Wells Fargo Investment Institute is planning to hire 10 analysts for its global manager research team in an effort to meet increased demand for its services from advisors and wealth managers within the wirehouse.
The team currently has 32 members of which 22 are investment analysts. It is planning to increase the number of analysts by a further 10, according to head of global manager research Greg Maddox.
Of the 10 positions available, three are senior analyst roles, three intermediate and four entry level, all covering domestic fixed income and equities.
Maddox said the positions were available across the team’s offices in San Francisco, New York, Charlotte, St Louis, Denver, Raleigh, London and Hong Kong.
The Investment Institute houses the manager research team as well as a global investment strategy unit, global alternative investments division and global portfolio management team.
The manager research team is structured by asset class rather than investment vehicle so analysts evaluate strategies in a variety of formats, such as mutual funds, exchange-traded funds, separately managed accounts, unified managed accounts, closed-end funds and hedge funds.
The group puts together a list of strategies in which it has high conviction. This is then used by broker-dealer Wells Financial Advisors, Wells Fargo Private Bank, family office Abbott Downing and pension service Institutional Retirement Trust.
There are around 15,000 advisors in the broker-dealer business.
Maddox did not give a figure for the number of strategies the team currently covered but said on average analysts covering long-only offerings oversaw around 40 each. He said this number would be lower depending on the complexity of strategies covered and could be as low as 15 for more complicated strategies such as hedge funds.
The new recruits will mean that in the long term the Investment Institute will expand the number of managers it covers.
Maddox said the reason for boosting the number of analysts was partly to help the four Wells businesses comply with the fiduciary rule, which is currently under review but still scheduled to come into force on June 9.

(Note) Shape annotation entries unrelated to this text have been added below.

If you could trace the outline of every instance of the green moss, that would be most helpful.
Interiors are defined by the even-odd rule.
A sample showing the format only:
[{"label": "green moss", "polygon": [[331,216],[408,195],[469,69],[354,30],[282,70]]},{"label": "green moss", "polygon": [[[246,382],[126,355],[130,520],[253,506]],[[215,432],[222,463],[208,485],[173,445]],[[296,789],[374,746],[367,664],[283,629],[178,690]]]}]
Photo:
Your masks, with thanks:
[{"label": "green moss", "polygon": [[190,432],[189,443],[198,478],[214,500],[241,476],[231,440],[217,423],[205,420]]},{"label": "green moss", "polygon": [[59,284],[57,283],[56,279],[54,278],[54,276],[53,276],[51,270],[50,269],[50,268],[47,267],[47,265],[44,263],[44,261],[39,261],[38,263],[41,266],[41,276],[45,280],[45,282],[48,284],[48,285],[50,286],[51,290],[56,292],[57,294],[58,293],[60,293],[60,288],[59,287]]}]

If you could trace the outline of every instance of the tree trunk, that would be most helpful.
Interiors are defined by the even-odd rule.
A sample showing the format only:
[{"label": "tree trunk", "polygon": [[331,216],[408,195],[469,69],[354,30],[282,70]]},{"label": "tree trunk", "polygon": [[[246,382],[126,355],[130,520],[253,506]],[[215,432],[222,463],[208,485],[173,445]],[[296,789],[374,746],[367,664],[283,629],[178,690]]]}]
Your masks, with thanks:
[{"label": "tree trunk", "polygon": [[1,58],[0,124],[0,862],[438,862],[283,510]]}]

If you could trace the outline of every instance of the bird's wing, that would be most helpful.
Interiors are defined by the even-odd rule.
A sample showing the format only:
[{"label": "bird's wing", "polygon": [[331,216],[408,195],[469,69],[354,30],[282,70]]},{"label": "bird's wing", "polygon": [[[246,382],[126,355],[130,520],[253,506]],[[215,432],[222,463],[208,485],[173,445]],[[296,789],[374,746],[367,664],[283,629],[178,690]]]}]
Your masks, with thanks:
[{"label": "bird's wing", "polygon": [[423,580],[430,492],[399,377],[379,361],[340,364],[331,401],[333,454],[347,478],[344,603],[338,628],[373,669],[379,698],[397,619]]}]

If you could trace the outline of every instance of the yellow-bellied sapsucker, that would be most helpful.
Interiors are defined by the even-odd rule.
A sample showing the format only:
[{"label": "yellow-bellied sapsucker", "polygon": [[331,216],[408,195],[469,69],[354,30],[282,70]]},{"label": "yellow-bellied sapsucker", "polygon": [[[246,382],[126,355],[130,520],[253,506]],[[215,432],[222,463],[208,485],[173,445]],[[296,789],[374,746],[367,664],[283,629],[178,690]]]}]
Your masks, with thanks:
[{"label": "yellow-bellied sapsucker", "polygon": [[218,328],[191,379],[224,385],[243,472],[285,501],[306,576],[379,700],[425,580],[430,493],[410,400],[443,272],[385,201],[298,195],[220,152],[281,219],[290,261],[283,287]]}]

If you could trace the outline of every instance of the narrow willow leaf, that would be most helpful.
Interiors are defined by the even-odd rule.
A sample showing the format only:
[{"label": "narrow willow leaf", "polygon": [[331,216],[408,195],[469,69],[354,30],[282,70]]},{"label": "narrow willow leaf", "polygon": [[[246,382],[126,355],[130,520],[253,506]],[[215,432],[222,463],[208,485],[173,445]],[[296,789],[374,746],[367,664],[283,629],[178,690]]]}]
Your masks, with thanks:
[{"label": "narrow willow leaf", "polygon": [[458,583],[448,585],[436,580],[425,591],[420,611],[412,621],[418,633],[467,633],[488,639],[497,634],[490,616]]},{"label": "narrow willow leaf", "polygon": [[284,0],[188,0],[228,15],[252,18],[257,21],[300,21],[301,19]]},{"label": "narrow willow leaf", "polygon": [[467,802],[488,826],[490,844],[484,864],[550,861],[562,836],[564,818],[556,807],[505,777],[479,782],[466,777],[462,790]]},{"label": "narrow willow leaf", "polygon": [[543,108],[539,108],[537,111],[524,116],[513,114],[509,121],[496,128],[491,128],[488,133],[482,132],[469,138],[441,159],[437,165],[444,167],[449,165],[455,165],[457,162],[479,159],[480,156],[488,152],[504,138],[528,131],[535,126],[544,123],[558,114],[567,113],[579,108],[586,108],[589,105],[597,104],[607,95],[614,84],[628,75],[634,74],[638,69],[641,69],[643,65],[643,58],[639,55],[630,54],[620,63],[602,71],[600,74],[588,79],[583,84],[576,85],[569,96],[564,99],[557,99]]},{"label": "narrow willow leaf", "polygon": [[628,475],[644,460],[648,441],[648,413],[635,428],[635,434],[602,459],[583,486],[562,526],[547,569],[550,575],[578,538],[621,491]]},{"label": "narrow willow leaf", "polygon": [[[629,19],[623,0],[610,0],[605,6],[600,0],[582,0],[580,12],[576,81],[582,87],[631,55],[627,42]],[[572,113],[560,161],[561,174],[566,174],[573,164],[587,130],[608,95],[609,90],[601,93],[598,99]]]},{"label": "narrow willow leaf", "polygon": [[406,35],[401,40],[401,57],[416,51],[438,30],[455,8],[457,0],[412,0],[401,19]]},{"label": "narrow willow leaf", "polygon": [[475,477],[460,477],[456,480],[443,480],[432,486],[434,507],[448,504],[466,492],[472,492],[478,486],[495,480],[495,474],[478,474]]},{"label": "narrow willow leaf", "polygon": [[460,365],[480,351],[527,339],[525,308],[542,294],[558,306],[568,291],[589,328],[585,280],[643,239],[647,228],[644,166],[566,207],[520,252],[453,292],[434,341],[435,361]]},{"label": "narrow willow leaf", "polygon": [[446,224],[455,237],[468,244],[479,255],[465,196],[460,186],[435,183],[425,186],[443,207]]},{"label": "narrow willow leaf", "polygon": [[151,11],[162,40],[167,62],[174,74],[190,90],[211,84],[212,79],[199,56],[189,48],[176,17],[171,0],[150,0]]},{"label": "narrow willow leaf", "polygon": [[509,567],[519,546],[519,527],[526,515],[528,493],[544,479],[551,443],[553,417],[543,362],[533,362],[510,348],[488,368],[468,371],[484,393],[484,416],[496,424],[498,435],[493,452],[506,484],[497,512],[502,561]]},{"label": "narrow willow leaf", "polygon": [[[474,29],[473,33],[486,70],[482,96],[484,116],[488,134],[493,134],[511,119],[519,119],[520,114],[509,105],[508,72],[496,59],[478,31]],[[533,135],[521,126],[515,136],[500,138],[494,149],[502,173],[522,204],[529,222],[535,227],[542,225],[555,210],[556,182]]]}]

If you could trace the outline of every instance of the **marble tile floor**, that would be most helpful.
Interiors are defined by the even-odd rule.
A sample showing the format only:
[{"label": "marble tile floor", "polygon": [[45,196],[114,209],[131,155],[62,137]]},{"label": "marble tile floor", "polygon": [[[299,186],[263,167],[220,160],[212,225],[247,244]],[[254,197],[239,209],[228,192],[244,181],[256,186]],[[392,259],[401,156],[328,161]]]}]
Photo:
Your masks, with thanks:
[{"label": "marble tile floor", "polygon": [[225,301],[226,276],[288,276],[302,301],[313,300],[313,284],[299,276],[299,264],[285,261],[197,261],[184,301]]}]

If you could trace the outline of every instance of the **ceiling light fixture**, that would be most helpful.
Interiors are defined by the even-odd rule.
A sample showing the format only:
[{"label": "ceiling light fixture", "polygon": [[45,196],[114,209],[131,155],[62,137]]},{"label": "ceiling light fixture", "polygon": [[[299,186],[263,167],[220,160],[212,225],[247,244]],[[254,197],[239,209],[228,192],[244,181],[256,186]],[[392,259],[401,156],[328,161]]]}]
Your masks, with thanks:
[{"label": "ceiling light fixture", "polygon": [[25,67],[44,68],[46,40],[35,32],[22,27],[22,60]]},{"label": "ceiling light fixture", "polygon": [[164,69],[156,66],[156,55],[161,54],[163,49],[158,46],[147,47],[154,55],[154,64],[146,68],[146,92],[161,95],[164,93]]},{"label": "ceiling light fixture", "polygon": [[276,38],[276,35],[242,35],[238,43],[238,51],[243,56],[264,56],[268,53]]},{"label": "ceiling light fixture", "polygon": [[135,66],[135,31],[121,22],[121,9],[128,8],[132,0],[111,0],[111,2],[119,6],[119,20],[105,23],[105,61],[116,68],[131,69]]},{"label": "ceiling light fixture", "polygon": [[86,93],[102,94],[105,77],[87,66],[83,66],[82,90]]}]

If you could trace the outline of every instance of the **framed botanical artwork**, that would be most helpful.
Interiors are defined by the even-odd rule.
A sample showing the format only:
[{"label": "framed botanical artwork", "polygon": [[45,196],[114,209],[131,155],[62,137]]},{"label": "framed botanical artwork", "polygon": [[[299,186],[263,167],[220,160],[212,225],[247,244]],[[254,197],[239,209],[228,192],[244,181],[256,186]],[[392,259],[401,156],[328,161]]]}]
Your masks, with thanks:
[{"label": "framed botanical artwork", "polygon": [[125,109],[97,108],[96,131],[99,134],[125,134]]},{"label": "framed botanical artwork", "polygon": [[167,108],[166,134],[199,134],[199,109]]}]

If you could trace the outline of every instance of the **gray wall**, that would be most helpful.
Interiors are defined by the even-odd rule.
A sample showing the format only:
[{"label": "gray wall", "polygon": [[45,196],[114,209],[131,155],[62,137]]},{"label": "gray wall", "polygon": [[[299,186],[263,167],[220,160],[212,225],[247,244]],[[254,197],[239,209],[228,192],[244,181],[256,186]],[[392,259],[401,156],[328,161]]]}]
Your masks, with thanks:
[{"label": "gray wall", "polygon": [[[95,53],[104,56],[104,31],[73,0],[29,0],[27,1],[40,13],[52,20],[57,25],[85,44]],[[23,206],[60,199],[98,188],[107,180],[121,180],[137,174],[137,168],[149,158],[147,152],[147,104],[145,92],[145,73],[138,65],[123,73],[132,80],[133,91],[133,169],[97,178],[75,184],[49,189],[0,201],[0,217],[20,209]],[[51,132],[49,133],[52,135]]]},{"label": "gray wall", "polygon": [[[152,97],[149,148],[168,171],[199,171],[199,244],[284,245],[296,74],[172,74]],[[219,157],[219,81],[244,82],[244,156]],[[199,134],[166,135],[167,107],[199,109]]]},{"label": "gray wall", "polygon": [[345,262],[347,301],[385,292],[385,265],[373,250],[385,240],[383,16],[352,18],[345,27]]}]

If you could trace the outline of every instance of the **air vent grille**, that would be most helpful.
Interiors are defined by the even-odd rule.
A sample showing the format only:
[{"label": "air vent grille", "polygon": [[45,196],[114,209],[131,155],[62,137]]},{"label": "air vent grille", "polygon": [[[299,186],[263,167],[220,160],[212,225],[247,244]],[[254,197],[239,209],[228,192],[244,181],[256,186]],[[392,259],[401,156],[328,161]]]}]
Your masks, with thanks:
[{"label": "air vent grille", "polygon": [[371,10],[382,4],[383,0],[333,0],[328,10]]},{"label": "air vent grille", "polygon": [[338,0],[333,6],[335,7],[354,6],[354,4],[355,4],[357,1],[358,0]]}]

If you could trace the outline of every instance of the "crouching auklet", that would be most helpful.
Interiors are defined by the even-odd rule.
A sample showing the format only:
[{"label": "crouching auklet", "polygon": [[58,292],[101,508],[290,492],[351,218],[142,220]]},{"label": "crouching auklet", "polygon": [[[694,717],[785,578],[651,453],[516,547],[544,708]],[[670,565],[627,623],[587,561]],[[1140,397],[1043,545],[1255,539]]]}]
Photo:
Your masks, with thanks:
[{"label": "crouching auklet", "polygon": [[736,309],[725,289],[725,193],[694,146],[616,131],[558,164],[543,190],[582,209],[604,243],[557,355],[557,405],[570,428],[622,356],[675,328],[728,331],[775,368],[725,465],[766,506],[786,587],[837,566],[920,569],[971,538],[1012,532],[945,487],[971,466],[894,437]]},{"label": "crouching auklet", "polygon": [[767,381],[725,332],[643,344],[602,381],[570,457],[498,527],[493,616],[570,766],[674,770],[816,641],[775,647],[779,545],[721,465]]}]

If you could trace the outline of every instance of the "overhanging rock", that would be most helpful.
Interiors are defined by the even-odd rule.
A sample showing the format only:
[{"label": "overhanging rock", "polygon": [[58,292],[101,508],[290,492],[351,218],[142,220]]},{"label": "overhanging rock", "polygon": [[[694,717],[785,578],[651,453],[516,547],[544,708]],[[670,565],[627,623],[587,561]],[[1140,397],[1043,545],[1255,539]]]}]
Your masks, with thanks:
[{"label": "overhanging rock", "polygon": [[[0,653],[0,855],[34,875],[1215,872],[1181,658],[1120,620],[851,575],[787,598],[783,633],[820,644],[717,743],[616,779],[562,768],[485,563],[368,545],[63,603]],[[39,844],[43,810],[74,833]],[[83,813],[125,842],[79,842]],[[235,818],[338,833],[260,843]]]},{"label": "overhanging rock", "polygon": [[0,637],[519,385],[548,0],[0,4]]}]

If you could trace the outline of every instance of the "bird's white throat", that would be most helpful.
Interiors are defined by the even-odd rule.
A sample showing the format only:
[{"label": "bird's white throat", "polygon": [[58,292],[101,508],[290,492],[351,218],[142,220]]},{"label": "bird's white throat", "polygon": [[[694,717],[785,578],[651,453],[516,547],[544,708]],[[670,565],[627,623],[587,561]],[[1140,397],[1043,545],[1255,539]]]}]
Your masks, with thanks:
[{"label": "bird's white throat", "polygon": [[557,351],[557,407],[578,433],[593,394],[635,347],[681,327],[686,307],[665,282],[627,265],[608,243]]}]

He said the other reason was that the group had seen an uptick in demand for centralized investment research.
The move to ultimately cover more strategies has been seen at other wirehouses too. While many, such as Morgan Stanley and Merrill Lynch, are cutting the total number of funds on their platform, the actual number of strategies being researched and recommended by home office teams is on the rise, Maddox said.
‘With that narrowing, conviction and research support is actually going up,’ he said.
Digging the data
Maddox did not specify whether his group was on the lookout for managers in particular asset classes, but outlined the kind he and his team were searching for.
‘Essentially we are looking for managers who are using different data sets and we are looking for other sets of managers who are enhancing returns through more of an active participation of their ownership,’ he said.
‘We are looking through asset classes for these characteristics,’ he said. ‘If you can find a manager who is doing more than one of these at any given time you have a real opportunity to add value long term.’
Maddox said the group was also looking to add ‘second generation’ smart beta strategies.
‘We are looking at smart beta a little bit more closely,’ he said. ‘We consider it to be active management.’
He said his team currently covered some factor-based strategies but was exploring more esoteric tilts and index weightings. As part of this work it had added a minimum volatility strategy but was also looking at less mainstream tilts such as weightings on sales quality and earnings growth.
Maddox was also bullish in his outlook for active managers who he tipped to benefit from the end of quantitative easing, rising rates, and some of the new administration’s policies.
‘We do think the environment for active management is changing,’ he said. ‘There will be forecastable winners and loser across asset classes, which is going to be favourable for active management.’